En dan is ook ons eigen vlees onze doodsvijand. De satan spreekt door de grote geesten en in de wereld zijn het de honderdduizenden, die deze geest hebben ingedrongen. Nu, er is iets in mij, dat op deze klanken resoneert, het vindt een echo in mijn denken en verzinnen. Er is iets in mij, dat daarop antwoord geeft, Er is in mij sympathie. Ik voel het ook zo. En daarom kom ik onder de bekoring, want wat ik van de duivel in de wereld ontmoet, dat is mij niet vreemd, maar dat is mij eigen.

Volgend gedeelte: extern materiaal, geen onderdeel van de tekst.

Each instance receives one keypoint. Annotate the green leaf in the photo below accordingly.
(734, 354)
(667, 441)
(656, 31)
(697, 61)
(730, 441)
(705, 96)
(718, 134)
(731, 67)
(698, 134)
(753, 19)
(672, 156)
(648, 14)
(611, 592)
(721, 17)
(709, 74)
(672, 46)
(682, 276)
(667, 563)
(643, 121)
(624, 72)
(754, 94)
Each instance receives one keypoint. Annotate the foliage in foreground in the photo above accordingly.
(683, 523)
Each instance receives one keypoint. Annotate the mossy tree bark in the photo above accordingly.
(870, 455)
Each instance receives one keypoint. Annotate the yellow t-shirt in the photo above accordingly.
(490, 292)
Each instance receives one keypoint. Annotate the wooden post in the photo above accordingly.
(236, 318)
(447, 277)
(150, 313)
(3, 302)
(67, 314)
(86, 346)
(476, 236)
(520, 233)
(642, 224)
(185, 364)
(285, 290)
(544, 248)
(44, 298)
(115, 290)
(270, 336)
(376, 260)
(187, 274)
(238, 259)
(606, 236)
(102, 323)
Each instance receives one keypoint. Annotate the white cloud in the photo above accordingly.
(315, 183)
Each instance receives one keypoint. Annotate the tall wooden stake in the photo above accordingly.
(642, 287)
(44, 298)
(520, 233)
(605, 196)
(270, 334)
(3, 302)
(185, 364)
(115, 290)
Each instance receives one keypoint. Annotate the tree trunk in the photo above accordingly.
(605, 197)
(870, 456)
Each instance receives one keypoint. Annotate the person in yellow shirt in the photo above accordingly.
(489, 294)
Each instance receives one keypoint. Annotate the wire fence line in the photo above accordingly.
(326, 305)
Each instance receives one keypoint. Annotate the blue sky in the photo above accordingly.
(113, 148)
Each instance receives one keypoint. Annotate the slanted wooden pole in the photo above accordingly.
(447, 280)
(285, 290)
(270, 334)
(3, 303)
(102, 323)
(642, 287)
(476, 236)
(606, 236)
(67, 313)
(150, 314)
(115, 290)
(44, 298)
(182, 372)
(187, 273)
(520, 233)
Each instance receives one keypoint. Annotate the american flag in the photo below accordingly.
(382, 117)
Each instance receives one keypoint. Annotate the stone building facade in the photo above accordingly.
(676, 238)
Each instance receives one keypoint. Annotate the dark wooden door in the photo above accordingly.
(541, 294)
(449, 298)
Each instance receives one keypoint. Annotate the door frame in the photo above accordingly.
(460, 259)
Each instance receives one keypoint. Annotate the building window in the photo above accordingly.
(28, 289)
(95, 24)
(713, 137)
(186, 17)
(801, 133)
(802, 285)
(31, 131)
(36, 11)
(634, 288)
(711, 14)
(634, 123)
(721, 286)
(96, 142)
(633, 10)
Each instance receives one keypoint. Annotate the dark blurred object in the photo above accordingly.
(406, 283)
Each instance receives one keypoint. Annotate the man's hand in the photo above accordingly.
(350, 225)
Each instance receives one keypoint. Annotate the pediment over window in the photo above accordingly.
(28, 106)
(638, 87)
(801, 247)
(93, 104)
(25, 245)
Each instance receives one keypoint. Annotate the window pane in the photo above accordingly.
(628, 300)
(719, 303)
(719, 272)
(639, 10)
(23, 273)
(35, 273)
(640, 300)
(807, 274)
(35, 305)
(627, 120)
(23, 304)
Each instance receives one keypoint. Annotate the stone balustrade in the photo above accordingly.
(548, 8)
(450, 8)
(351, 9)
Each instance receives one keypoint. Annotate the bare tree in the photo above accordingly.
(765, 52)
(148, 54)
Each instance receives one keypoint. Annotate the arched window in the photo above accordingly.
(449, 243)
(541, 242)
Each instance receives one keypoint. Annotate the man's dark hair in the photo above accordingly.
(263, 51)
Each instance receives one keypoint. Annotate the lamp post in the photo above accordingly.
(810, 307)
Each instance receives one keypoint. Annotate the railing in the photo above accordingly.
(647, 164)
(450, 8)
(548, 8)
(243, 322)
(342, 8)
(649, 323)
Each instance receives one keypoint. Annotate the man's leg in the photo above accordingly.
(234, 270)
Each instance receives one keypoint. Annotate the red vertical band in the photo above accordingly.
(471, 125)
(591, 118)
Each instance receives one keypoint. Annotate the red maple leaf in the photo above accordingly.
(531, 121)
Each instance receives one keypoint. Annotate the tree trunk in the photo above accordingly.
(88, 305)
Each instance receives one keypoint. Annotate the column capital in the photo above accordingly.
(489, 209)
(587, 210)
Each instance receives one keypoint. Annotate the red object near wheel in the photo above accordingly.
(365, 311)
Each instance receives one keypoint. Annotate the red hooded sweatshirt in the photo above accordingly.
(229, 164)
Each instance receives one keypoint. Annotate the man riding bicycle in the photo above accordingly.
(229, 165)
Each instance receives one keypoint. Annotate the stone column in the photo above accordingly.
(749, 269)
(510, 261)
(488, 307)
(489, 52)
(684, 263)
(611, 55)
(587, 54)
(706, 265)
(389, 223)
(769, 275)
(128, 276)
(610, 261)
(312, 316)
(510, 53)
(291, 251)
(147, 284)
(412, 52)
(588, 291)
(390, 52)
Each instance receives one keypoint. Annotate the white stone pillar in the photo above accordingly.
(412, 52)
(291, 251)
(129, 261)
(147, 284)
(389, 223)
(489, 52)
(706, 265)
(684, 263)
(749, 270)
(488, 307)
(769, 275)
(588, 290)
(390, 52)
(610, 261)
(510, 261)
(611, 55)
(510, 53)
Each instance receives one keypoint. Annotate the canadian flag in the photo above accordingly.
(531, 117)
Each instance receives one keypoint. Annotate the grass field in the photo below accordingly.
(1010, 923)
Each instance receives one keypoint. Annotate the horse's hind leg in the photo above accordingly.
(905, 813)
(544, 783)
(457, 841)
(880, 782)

Wij bidden: leid ons niet in verzoeking, maar verlos ons van de boze. En wij bidden dat in de zekerheid van de verhoring. Wij moeten het steeds meer leren bidden. Want er moet strijd zijn en daarom verzoeking. En de strijd mort toenemen naarmate de wereld ouder wordt, want het moet naar de volkomen overwinning. Daarom haalt God ons uit ons rustige hoekje. Hij heeft ons kalme bestaantje van voor 1940 verstoord. Wij hebben steeds gezegd, dat we voor de Naam van de Here strijden willen. Nu, de strijd wakkert aan. Nu niet passen en meten hoe lang je wel de schijn van beginseltrouw bewaren kunt door duizend kromme redeneringen. Want wij kunnen het uitstekend beredeneren en intussen de zaak verraden. Laat ons dan met te meer kracht bidden: leid ons niet in verzoeking, laat de valse rust van een door redeneringen gewonnen veiligheid ons niet bekoren, maar maak ons tot strijdbare dienstknechten en dienstmaagden van Jezus Christus, want door de verzoeking heen moeten wij doorworstelen tot de volle overwinning. Eenmaal zullen we de duivel en de wereld geheel en al overwonnen hebben.